Edited By Trevor Levere Copyright 2019

    The British Arctic Expedition of 1875–6 was the first major British naval expedition to the high Arctic where science was almost as important as geographical exploration. There were hopes that the expedition might find the hypothetical open polar sea and with it the longed-for Northwest Passage, and it did reach the highest northern latitude to date. The Royal Society compiled instructions for the expedition, and selected two full-time naturalists (an unusual naval concession to science), of whom one, Henry Wemyss Feilden, proved a worthy choice.

    Feilden was a soldier, who fought in most of the wars in his lifetime, including the American Civil War, on the Confederate side. On board HMS Alert, he kept a daily journal, a record important for its scientific content, but also as a view of the expedition as seen by a soldier, revealing admiration and appreciation for his naval colleagues; he performed whatever tasks were given to him, including the rescue of returning sledge parties stricken by scurvy. He also did a remarkably comprehensive job in mapping the geology of Smith Sound; some of his work, on the Cape Rawson Beds, was the most reliable until the 1950s. He was an all-round naturalist, and a particularly fine geologist and ornithologist. He was not just a collector; he pondered the significance of his findings within the context of the best modern science of his day: in zoology, Charles Darwin on evolution; in botany, Hooker on phytogeography, and in geology, Charles Lyell’s system. He illustrated his journal with his own sketches, and also enclosed the printed programmes of popular entertainments held on the ship, and verses for birthdays and sledging (there was a printing press onboard).
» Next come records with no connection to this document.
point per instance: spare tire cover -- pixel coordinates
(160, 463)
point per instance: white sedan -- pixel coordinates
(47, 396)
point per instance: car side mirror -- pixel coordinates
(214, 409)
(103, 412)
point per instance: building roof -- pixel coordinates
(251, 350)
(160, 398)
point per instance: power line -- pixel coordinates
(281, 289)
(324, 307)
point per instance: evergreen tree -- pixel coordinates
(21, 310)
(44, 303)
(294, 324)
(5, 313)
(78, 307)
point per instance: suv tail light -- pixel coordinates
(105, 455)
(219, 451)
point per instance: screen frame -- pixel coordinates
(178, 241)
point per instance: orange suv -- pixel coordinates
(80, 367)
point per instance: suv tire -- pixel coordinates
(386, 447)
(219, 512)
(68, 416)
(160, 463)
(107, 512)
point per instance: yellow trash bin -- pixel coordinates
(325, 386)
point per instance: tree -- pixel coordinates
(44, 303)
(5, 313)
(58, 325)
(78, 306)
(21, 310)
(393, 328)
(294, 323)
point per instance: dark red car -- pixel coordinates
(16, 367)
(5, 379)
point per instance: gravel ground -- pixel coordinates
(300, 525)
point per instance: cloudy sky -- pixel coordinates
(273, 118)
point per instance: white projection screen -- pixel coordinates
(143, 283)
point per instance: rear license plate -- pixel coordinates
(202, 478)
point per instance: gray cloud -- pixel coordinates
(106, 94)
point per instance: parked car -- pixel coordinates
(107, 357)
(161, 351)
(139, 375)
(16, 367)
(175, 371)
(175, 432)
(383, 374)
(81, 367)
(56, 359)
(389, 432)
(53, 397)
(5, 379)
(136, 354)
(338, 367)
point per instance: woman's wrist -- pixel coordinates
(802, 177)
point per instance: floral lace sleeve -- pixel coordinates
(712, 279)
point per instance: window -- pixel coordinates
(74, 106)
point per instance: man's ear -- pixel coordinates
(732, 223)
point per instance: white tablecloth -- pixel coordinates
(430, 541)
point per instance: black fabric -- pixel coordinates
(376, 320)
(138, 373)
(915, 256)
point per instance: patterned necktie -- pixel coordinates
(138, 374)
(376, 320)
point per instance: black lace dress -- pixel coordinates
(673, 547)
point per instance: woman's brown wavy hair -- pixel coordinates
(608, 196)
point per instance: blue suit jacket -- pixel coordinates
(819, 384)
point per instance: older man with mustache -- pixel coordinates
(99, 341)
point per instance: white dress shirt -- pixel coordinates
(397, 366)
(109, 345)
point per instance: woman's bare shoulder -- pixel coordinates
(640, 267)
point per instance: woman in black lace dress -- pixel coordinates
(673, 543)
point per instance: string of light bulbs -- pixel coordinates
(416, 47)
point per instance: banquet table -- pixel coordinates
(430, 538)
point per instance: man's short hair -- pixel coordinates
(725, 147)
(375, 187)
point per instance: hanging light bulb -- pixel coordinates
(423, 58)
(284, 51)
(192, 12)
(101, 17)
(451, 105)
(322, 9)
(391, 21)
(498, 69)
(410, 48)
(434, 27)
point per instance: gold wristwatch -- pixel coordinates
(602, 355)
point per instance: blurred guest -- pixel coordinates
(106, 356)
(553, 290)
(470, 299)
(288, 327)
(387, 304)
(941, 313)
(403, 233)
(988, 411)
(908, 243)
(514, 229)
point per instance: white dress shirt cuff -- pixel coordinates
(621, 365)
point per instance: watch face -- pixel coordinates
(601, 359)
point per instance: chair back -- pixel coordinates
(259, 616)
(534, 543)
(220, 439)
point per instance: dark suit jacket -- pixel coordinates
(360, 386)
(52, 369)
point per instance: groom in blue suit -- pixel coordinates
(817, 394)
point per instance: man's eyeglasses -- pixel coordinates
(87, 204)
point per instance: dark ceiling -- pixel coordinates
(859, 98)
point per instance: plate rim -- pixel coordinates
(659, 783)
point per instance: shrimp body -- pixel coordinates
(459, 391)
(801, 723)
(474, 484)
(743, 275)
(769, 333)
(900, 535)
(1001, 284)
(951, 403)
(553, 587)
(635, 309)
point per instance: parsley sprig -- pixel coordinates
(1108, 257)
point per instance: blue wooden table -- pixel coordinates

    The journal gives a vigorous impression of a ship’s company well occupied through the winter, then increasingly active in sledging and geographical discovery in spring, before the scurvy-induced decision to head home in the summer of 1876. After his return, Feilden had dealings with many scientists and their institutions, finding homes for and meaning in his collections.

     

    List of Maps and Illustrations

    Preface and Acknowledgements

    Abbreviations and Symbols

    Weights, Measurements and Currency

     

    INTRODUCTION: HENRY WEMYSS FEILDEN, THE NATURALIST IN HMS ALERT, 1875−6

    1. Prelude and Preparation

    2. Henry Wemyss Feilden

    3. Instructions for the Expedition

    4. Outward Bound

    5. Winter Quarters

    6. Sledging in Earnest

    7. Out of the Ice and Homeward Bound

    8. Home again: Science, Politics and the Military

    9. Geology and Specimens

    10. Palaeobotany

    11. Zoology

    12. Coda

     

    EDITORIAL PRACTICE.

     

    THE ARCTIC JOURNAL OF CAPTAIN HENRY WEMYSS FEILDEN, RA.

    Prelude. 1 February−15 April 1875.

    Part I. Outward Bound. 20 May–1 September 1875.

    Part II. Winter Quarters. 2 September 1875−1 April 1876.

    Part III. Sledging in Earnest. 2 April−9 June 1876.

    Part IV. Sledging, Natural History, and Scurvy. 11 June−25 July 1876.

    Part V. Out of the Ice and Homeward Bound. 26 July−28 October 1876.

    Part VI. Science, Politics, and the Military. 29 October 1876−7 January 1787.

     

    APPENDICES

    Appendix A. Letters from Henry Chichester Hart, naturalist in HMS Discovery, to Feilden, received by Feilden in HMS Alert, and inserted by him in his journal.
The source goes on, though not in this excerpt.